Camp Wyandot, Inc. was founded as a Camp Fire Council in 1913. In 1928, the council became an Ohio nonprofit corporation and purchased Camp Wyandot in the Hocking Hills. As of April 31, 2013, Camp Wyandot, Inc. became an independent organization and is no longer affiliated with Camp Fire. Today, Camp Wyandot serves boys and girls with summer day and overnight camps and our Wyandot Explorers Club program.
Camp Wyandot provides an inclusive nurturing environment for youth to have fun, make friends, serve others, and explore the great outdoors.
**The symbol was designed by Norma Dusi, former Camp Wyandot Director (1956-1961).
Influenced by the traditions of Native American peoples, the Camp Wyandot symbols bring together the meaningful elements of place and program.
The heart symbol is central and signifies the love and good works of those who participate.
The heart lies in front of the hills and is connected by trails that signify the paths to learning and adventure.

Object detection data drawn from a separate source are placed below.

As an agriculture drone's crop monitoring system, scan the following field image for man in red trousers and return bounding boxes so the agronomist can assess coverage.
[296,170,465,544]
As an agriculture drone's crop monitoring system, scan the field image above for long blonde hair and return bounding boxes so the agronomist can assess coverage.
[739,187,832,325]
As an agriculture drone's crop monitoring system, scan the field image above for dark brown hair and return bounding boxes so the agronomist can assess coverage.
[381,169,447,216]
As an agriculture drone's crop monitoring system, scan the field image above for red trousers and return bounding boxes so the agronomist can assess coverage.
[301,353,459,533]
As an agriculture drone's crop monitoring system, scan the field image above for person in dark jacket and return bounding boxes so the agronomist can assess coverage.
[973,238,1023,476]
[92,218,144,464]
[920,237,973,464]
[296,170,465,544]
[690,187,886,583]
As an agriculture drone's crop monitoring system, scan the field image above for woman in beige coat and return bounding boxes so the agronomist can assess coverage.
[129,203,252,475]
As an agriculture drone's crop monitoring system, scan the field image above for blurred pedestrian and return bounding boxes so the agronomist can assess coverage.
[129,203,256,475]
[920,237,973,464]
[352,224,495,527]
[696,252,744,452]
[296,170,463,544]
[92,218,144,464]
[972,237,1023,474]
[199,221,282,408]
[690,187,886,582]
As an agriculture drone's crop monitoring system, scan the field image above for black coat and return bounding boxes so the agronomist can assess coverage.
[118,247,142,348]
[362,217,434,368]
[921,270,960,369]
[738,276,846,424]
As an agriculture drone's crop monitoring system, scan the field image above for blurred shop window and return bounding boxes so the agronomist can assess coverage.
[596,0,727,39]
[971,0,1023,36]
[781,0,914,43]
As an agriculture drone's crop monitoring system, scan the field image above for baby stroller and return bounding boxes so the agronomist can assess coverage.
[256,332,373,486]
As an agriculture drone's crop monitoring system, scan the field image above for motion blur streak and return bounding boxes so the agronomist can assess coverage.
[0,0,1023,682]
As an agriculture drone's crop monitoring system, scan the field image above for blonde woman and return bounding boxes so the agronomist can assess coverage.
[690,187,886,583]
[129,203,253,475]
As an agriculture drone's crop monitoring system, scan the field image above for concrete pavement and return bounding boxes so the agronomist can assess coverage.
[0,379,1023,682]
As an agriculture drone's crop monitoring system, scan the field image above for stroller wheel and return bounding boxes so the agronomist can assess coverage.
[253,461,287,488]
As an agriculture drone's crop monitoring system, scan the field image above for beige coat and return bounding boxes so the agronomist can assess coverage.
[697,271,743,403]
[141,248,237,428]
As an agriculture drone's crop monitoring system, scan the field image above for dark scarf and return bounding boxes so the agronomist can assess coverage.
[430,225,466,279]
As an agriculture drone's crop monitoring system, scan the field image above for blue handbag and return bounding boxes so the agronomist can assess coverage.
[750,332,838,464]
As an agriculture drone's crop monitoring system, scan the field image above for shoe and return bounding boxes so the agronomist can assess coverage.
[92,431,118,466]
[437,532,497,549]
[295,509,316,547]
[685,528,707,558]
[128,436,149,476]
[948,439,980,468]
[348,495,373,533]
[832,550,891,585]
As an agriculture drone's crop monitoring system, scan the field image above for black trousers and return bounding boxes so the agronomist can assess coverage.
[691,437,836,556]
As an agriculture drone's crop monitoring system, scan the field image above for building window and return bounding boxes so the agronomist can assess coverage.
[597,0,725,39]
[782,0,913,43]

A peaceful blue lake rests under the hills signifying the beauty and tranquility of nature.
The heart, hills, and lake are surrounded by the blue border representing the endless sky.
Why We Left Camp Fire
In April of 2011, we were notified by the national headquarters of Camp Fire that we needed to resolve our past due charter fees. All councils are required to pay charter fees to national to remain a council. The fees are calculated as 5% of a council’s total expense with some adjustments. We had not paid our fees since 2008 and owed about $90,000 in fees and interest. We had not paid our fees because national did not demand payment and because we did not have the cash to pay them.

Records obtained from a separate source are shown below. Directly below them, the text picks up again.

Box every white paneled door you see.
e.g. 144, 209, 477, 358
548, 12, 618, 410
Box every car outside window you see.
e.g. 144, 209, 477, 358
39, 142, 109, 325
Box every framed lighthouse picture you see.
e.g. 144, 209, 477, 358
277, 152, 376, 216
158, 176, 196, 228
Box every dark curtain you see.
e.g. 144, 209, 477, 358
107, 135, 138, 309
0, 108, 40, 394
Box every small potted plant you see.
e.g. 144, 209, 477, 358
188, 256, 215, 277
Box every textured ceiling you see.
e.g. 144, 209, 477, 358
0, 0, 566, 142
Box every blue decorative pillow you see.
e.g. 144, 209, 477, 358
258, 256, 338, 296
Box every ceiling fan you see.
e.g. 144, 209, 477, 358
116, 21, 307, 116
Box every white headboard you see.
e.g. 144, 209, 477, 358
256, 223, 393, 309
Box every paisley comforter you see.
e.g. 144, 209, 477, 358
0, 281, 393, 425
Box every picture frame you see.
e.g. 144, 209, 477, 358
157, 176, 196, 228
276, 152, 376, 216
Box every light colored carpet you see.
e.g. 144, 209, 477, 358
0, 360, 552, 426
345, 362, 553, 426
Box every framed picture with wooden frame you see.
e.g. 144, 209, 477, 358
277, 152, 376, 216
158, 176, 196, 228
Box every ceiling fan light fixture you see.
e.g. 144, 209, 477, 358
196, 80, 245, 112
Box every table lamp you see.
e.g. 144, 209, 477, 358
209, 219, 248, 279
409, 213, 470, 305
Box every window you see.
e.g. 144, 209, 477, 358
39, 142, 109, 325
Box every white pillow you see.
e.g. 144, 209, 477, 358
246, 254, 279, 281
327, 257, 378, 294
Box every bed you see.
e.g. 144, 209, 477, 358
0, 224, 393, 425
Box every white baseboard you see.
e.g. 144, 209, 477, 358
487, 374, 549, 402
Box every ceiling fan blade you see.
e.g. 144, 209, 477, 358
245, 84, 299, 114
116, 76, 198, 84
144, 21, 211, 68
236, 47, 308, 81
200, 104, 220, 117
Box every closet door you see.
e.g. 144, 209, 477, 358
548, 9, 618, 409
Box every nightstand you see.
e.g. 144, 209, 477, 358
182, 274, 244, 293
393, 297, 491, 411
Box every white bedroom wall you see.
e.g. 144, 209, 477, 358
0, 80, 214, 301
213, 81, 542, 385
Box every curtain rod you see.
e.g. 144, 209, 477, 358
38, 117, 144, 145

In April of 2012, we received a promissory note from national resolving our debt to them. Terms of the notes included a mortgage on Camp Wyandot as collateral should we fall behind on our payments. The payments of past due fees were in addition to our current charter fees.
As a board, we made a commitment to protect our camp and to not pass the problem onto someone else. We were not going to put a future board in an impossible situation. We were fortunate to have as advisors two great volunteer attorneys, Tom Markworth and Marty Sweterlitsch. They did not just take a phone call now and then and respond to emails, they met with the board and participated in our conference calls with national. They were as committed as we were.
We requested several changes in the terms of the note and to national’s credit, they revised the note accepting almost all of the changes with the exception of the amount due. But by the fall of 2012, it became clear that we simply did not have the cash to pay our fees, past or current. Our attorneys advised us that we should not sign a note we knew we could not pay. In addition, the national program of Camp Fire has changed greatly over the past 50 years and bears little resemblance to the Camp Fire that many of us remember.
At a member meeting in December 2012, the members voted to make one last offer under the only terms we could afford. If national refused the offer, we would relinquish our charter. National refused the offer and as of April 24, 2013, they withdrew our charter. As a condition of our disaffiliation, we paid national a settlement amount and all remaining debt was forgiven. The payment was raised by loans and donations from members. We continue to be the sole owners of Camp Wyandot.
I’ll admit our discussions with national were contentious at times, but once it was mutually agreed that we would disaffiliate, national has been very generous with the terms of our parting. We have been a Camp Fire council since 1913 and if we must leave, we are doing so under the best of terms, with mutual respect, and goodwill.
If you are an old Camp Fire Girl like me this news might be as unsettling to you as it was to me. Please understand that the board had no choice but to make the decision we have made. Had we not done this, our current and past due charter fees would have been $14,800 this year and $18,000 in 2014. This is money we can now keep in Columbus.
When I was struggling with leaving Camp Fire, an organization that was so important to me and my family, I pictured everyone who has brought us through the first 100 years, volunteers and staff, standing together in the flats at camp, one large group with my mother front and center. And I heard them, our elders, say in one voice, “Get over it.” It’s time, accept change and move on. I hope you are excited about our future and will consider increasing your involvement with us this year. Our camp, our organization, needs a very large village of support. It is up to us to lay the foundation for the next 100 years.